The Southern HIV Impact Fund
Eight Years of Community-Led HIV Impact in the South
Since 2017, the Southern HIV Impact Fund has supported community-rooted organizations across the South as they advanced HIV prevention, care, advocacy, and long-term infrastructure in communities facing deep inequities and persistent barriers to care.
Over eight years, the Fund distributed more than $15.3 million through 274 grants to 105 organizations, expanding services, deepening partnerships, and reinforcing local leadership shaped by trust and lived experience.
About the Fund
The Southern HIV Impact Fund was created as a collaborative response to the disproportionate impact of HIV in the Southern United States. Grounded in the belief that local organizations are best positioned to lead change, the Fund invested in groups working across HIV services and the social determinants of health, with a strong focus on Black, Latinx, LGBTQ+.

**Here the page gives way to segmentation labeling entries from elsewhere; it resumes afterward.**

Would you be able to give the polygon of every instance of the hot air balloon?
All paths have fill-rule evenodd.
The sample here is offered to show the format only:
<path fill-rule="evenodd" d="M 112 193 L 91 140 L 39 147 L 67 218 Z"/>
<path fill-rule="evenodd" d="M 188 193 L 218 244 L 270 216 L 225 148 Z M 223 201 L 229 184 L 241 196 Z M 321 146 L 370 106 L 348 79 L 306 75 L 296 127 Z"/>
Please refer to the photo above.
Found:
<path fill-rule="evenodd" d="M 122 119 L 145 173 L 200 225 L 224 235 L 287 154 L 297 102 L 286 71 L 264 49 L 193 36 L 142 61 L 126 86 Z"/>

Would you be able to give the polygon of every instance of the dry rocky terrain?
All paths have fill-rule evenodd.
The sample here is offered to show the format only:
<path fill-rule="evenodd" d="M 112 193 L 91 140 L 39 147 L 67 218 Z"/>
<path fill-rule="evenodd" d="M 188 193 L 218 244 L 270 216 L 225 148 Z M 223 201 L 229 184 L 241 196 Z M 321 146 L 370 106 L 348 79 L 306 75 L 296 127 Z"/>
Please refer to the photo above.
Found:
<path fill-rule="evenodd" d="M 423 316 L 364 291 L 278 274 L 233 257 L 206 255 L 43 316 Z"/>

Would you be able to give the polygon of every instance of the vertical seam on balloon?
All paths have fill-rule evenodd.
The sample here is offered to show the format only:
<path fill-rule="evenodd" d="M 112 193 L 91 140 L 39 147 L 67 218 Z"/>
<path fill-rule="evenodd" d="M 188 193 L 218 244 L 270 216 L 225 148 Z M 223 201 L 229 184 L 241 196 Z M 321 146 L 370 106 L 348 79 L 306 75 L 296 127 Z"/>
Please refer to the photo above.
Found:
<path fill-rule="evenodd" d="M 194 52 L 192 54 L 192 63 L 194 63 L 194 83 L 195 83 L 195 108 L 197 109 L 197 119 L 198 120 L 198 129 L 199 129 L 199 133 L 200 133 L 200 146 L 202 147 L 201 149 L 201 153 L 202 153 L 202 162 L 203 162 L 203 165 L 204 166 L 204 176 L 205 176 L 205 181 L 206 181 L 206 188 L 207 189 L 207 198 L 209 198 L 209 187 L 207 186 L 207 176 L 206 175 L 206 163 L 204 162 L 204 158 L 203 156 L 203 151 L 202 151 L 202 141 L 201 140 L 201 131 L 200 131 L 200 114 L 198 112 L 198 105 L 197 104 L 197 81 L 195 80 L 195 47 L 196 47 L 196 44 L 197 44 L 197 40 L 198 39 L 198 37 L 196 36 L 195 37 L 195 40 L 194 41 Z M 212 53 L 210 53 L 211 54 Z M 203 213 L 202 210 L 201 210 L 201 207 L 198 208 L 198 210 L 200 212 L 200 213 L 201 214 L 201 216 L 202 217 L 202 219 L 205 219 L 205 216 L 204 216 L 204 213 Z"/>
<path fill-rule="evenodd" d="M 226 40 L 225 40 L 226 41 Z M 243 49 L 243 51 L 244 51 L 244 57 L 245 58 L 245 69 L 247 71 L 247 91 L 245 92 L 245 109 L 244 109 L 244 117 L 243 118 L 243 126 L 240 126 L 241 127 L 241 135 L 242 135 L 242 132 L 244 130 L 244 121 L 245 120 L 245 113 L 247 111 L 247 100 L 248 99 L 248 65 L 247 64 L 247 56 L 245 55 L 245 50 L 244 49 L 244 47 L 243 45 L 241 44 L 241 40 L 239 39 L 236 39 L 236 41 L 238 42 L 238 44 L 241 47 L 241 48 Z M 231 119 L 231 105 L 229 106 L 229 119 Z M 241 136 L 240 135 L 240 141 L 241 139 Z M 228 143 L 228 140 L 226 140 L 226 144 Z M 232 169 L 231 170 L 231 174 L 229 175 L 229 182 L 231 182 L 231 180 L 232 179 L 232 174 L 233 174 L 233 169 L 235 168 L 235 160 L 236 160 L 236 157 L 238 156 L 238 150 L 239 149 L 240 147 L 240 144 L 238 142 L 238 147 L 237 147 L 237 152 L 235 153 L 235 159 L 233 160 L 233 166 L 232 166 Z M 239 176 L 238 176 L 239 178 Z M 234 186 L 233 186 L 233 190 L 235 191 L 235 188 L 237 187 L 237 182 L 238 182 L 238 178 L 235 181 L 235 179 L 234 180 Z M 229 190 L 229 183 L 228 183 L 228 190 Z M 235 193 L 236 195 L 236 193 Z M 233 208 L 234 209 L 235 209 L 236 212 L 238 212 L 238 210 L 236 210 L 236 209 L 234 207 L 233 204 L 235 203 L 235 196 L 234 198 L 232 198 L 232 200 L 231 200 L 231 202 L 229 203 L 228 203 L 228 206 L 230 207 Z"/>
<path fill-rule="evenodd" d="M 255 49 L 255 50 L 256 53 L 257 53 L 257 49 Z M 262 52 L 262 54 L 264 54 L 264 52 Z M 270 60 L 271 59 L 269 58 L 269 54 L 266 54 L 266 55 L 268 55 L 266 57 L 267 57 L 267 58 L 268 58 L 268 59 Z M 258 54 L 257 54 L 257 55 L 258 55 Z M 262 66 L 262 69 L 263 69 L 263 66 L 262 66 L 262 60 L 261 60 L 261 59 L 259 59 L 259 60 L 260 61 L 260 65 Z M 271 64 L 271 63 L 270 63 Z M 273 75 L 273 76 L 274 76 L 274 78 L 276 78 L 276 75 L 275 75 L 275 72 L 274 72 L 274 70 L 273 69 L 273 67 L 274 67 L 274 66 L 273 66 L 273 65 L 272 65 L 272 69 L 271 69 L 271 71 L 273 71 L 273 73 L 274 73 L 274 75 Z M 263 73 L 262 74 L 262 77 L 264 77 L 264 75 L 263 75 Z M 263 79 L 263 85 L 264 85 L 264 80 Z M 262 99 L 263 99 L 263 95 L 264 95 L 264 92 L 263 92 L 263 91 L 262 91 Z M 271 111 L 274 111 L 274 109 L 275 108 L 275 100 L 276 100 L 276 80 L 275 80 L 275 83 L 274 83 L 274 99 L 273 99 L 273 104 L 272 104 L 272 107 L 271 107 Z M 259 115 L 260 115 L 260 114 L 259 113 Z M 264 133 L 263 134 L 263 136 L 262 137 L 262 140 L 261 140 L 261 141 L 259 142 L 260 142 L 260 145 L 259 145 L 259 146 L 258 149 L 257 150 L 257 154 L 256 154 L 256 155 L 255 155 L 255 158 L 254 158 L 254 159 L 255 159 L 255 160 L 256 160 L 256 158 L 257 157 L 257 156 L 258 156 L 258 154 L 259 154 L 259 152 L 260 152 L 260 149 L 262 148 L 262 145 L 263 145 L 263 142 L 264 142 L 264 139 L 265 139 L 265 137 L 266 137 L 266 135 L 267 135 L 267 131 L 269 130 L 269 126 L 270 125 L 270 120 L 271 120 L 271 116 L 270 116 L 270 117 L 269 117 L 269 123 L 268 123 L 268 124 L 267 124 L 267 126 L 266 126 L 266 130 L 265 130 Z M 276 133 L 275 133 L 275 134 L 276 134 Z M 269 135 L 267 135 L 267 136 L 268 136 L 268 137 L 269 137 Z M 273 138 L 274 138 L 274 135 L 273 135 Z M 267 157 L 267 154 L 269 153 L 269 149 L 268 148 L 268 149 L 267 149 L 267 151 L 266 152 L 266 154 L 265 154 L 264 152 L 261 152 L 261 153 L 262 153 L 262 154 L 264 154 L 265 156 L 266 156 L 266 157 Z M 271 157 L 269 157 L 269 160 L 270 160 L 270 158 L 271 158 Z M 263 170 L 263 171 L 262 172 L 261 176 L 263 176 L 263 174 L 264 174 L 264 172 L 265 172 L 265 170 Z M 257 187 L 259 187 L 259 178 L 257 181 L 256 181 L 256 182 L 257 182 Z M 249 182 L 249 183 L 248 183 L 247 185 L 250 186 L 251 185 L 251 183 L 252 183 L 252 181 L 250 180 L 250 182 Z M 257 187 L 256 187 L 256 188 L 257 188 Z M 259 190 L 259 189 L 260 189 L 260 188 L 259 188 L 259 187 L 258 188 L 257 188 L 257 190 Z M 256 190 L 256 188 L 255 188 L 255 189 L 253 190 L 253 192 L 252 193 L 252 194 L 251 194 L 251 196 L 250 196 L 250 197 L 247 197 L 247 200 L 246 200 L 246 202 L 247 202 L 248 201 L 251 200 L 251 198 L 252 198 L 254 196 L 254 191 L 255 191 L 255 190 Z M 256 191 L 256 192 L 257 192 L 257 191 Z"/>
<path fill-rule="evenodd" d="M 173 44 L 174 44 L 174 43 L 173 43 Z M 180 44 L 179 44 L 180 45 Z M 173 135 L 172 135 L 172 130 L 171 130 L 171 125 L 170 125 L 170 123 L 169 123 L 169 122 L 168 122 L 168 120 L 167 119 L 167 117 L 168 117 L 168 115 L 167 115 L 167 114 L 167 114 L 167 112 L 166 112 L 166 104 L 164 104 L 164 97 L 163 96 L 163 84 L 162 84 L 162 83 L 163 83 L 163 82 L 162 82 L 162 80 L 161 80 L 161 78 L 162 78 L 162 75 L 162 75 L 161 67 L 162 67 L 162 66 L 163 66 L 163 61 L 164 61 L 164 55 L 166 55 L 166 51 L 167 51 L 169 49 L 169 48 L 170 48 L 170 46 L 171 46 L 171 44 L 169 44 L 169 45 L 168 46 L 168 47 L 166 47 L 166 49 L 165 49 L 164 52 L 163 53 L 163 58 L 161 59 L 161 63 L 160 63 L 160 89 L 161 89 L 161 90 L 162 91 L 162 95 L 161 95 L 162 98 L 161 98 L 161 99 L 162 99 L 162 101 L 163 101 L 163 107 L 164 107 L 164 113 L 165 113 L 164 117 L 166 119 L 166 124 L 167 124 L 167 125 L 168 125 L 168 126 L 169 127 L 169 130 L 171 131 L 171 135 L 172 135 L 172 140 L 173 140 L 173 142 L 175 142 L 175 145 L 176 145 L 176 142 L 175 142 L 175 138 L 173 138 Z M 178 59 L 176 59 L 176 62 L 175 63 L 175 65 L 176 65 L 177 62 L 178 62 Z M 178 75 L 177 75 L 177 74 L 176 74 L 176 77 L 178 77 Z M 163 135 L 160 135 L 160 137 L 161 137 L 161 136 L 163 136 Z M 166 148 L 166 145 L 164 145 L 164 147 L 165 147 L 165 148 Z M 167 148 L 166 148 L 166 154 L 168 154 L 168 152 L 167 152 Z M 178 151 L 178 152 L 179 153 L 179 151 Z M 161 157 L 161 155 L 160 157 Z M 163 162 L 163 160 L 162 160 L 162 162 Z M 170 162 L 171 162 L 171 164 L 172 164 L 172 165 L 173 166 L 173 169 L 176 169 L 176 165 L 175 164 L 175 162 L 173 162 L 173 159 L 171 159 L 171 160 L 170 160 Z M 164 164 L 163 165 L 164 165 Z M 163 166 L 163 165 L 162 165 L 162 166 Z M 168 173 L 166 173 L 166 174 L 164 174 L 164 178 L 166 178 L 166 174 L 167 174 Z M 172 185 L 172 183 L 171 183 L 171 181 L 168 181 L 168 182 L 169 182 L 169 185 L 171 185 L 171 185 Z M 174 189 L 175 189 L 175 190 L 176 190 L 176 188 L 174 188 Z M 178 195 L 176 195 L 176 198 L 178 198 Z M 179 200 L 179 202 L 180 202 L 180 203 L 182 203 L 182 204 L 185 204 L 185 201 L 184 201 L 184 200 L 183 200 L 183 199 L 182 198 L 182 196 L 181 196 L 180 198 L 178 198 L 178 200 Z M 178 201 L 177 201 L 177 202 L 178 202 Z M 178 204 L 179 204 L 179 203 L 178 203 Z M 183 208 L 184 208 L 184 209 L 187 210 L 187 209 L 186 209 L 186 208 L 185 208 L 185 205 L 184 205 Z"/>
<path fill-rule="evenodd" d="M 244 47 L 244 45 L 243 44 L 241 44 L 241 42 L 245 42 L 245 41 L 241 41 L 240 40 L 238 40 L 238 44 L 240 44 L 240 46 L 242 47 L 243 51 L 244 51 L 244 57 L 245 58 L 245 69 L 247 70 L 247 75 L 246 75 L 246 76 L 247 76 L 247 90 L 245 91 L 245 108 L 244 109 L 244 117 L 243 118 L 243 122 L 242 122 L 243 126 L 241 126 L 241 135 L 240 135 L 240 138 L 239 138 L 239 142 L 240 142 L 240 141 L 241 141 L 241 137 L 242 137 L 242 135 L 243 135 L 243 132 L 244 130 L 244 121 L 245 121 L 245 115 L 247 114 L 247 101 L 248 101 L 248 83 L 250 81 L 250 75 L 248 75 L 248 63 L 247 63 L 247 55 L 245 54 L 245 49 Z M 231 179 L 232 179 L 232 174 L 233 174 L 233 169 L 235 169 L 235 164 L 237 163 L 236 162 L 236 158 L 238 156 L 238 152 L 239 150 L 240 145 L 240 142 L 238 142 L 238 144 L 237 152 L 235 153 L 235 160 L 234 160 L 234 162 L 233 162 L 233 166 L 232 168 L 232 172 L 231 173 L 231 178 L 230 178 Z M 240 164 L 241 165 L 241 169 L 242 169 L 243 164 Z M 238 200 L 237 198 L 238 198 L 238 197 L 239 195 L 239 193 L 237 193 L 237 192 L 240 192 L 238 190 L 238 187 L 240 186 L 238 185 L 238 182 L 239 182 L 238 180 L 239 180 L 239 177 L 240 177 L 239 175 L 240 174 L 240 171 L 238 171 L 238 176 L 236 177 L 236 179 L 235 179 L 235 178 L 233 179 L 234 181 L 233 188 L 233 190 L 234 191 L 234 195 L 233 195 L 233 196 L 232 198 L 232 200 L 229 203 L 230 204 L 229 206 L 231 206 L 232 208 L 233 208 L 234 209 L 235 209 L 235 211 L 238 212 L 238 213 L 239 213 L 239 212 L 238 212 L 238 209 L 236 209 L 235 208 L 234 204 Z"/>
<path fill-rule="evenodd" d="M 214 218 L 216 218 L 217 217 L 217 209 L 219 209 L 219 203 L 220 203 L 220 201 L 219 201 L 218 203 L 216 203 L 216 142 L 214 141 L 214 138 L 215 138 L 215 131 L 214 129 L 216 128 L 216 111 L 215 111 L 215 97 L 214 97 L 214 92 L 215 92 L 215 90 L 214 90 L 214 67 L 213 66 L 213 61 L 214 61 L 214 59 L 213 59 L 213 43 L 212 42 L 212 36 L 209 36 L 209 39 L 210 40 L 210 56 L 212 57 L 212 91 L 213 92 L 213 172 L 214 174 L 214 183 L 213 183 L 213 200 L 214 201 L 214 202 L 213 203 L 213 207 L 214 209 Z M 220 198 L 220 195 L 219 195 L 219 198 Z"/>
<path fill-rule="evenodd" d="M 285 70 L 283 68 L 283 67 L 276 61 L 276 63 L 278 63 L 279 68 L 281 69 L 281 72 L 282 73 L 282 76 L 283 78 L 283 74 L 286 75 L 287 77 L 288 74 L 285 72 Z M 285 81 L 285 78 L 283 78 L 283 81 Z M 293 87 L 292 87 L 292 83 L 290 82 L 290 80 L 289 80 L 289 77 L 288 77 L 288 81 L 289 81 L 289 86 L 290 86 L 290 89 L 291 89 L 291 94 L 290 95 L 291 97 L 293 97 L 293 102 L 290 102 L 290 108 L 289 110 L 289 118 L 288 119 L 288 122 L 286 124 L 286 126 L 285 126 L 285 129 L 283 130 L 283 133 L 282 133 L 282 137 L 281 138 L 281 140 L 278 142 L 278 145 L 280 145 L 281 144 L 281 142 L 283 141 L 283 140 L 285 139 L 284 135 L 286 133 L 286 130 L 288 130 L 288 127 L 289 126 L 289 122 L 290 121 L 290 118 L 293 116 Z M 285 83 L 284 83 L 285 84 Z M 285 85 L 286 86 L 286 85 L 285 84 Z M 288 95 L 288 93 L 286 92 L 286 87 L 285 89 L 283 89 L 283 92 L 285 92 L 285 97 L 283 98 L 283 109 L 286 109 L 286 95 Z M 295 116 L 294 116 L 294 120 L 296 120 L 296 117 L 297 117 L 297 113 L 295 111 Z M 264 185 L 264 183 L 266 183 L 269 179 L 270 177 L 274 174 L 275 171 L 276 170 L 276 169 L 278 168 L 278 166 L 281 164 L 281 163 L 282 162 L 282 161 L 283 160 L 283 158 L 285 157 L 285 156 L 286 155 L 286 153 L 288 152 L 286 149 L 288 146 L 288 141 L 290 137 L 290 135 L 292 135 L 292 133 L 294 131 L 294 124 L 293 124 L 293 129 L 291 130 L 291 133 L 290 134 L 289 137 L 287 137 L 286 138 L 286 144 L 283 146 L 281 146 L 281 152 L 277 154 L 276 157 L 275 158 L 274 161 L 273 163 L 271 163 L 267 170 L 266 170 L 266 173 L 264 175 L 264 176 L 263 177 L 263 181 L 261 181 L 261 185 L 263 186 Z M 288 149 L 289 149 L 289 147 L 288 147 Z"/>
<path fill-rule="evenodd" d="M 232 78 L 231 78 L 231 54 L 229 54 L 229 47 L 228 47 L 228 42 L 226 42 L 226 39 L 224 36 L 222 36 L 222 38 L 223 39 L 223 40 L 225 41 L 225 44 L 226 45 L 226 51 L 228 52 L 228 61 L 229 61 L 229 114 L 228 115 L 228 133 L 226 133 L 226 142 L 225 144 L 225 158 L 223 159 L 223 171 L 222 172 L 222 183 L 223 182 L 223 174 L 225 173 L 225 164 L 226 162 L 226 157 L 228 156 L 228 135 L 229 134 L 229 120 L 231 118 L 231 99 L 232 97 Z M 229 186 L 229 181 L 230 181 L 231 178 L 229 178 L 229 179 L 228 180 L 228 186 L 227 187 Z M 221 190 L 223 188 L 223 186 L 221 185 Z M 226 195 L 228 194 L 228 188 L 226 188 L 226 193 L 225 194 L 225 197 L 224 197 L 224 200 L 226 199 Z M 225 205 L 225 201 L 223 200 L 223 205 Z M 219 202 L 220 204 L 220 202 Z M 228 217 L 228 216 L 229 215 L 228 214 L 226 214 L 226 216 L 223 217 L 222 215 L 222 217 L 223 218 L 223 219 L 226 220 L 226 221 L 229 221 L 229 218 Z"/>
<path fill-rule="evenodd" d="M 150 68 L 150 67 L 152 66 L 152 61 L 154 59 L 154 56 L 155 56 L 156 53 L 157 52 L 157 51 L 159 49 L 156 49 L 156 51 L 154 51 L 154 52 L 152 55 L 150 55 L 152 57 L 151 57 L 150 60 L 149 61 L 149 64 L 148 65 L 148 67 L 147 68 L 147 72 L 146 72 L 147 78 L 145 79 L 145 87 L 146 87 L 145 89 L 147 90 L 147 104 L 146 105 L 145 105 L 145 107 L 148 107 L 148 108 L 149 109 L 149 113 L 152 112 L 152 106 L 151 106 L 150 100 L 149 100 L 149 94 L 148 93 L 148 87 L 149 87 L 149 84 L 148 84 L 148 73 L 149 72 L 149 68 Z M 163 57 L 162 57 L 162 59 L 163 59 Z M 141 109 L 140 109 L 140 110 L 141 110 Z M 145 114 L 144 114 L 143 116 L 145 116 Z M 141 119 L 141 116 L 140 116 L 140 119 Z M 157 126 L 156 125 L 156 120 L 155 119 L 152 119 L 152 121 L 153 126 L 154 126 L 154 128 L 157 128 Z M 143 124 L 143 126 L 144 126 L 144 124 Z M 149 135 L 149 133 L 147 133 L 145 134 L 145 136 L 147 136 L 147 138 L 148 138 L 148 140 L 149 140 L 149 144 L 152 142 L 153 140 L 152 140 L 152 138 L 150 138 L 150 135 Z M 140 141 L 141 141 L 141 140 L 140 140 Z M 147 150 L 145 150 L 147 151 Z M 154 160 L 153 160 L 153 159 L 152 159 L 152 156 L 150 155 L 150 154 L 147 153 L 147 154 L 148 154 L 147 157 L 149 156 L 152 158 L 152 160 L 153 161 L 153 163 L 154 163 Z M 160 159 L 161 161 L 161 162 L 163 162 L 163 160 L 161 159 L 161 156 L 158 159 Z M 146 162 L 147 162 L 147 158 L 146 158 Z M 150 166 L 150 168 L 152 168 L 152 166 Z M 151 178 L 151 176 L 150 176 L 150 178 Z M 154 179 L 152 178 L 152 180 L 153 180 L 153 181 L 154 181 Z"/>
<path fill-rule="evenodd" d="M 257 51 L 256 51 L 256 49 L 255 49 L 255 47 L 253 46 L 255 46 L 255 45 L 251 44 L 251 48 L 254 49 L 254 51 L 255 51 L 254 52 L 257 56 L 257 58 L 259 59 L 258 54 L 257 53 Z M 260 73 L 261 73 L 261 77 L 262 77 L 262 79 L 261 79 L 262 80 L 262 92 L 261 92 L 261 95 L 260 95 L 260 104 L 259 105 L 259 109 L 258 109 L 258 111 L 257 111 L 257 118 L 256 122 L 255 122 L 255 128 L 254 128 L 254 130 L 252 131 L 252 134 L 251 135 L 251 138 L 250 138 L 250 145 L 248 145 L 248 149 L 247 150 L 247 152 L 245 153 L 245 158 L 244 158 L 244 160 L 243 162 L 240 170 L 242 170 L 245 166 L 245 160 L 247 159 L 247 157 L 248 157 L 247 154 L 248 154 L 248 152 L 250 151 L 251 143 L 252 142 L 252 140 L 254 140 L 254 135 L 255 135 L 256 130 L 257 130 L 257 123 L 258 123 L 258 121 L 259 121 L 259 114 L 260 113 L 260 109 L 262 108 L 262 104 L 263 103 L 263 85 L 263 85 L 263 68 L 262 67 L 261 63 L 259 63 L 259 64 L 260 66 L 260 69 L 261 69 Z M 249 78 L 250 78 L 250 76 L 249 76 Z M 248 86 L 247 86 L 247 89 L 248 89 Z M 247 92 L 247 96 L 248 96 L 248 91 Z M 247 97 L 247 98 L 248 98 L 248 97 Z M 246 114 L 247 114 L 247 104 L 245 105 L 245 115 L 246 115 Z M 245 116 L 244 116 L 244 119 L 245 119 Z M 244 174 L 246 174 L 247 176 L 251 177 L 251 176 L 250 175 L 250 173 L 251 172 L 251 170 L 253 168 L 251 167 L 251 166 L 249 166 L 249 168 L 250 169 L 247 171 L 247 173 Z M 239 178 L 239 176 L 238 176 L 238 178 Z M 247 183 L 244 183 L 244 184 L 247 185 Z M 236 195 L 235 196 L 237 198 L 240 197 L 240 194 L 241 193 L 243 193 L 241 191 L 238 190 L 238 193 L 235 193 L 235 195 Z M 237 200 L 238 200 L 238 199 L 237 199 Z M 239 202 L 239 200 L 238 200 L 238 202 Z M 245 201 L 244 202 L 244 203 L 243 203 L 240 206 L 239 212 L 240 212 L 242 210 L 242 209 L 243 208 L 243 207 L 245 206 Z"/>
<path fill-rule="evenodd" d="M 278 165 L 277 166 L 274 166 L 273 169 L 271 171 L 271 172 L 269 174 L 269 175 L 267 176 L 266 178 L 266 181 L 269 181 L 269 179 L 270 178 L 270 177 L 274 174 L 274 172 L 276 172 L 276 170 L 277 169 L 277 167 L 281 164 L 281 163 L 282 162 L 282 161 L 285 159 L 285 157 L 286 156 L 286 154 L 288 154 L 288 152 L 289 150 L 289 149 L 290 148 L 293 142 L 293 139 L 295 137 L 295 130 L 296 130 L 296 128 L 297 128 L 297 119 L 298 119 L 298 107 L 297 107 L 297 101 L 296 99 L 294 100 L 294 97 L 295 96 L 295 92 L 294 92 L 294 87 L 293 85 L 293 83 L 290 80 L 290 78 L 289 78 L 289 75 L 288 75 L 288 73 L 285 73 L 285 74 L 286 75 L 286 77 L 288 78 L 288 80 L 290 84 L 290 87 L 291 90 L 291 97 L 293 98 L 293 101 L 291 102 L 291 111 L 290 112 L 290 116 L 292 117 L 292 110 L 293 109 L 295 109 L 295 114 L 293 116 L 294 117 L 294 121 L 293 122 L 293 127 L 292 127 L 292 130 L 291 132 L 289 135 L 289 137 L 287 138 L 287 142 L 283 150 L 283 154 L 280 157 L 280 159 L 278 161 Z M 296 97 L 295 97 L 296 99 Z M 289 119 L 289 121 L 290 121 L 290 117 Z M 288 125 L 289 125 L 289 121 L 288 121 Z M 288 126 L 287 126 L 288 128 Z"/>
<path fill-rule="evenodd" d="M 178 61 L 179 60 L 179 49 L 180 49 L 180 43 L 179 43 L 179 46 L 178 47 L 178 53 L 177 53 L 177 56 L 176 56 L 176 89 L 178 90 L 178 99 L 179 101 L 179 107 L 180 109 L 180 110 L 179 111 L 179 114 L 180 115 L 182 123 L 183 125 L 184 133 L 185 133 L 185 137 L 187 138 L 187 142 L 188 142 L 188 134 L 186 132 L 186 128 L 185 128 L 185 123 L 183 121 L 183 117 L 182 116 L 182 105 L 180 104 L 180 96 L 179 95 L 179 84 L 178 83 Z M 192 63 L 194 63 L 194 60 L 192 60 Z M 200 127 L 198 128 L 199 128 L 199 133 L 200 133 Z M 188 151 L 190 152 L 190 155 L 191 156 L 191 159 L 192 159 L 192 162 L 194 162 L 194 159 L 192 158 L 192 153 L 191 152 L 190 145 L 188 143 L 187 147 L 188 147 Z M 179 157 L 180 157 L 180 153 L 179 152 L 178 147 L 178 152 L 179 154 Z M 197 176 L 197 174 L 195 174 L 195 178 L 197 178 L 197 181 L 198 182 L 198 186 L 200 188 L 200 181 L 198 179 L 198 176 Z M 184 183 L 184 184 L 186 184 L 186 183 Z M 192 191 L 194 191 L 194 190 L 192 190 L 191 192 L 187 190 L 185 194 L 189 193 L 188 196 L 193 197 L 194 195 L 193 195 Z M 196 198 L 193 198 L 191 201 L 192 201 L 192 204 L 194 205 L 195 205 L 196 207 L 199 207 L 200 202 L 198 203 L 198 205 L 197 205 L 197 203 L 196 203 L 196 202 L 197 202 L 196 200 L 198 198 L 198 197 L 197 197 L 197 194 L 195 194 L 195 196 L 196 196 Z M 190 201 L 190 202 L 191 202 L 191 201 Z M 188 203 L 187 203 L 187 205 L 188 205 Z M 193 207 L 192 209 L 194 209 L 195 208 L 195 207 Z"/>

Its reach spanned Alabama, Florida, Georgia, Louisiana, Mississippi, North Carolina, South Carolina, Tennessee, and Texas, while also supporting regional collaboration across state lines.
The Approach
Alongside grant funding, the Fund provided general operating support, technical assistance, leadership development, technology support, and partnership-building opportunities. People living with HIV helped shape priorities throughout. Together, these supports built grantee infrastructure, strengthened organizational resilience during crises, and kept grantees responsive to their communities, even as the policy and funding environment shifted.
Over eight years, the Fund supported a broad Southern HIV response that combined direct funding, community leadership, prevention and care services, civic engagement, and partnership building.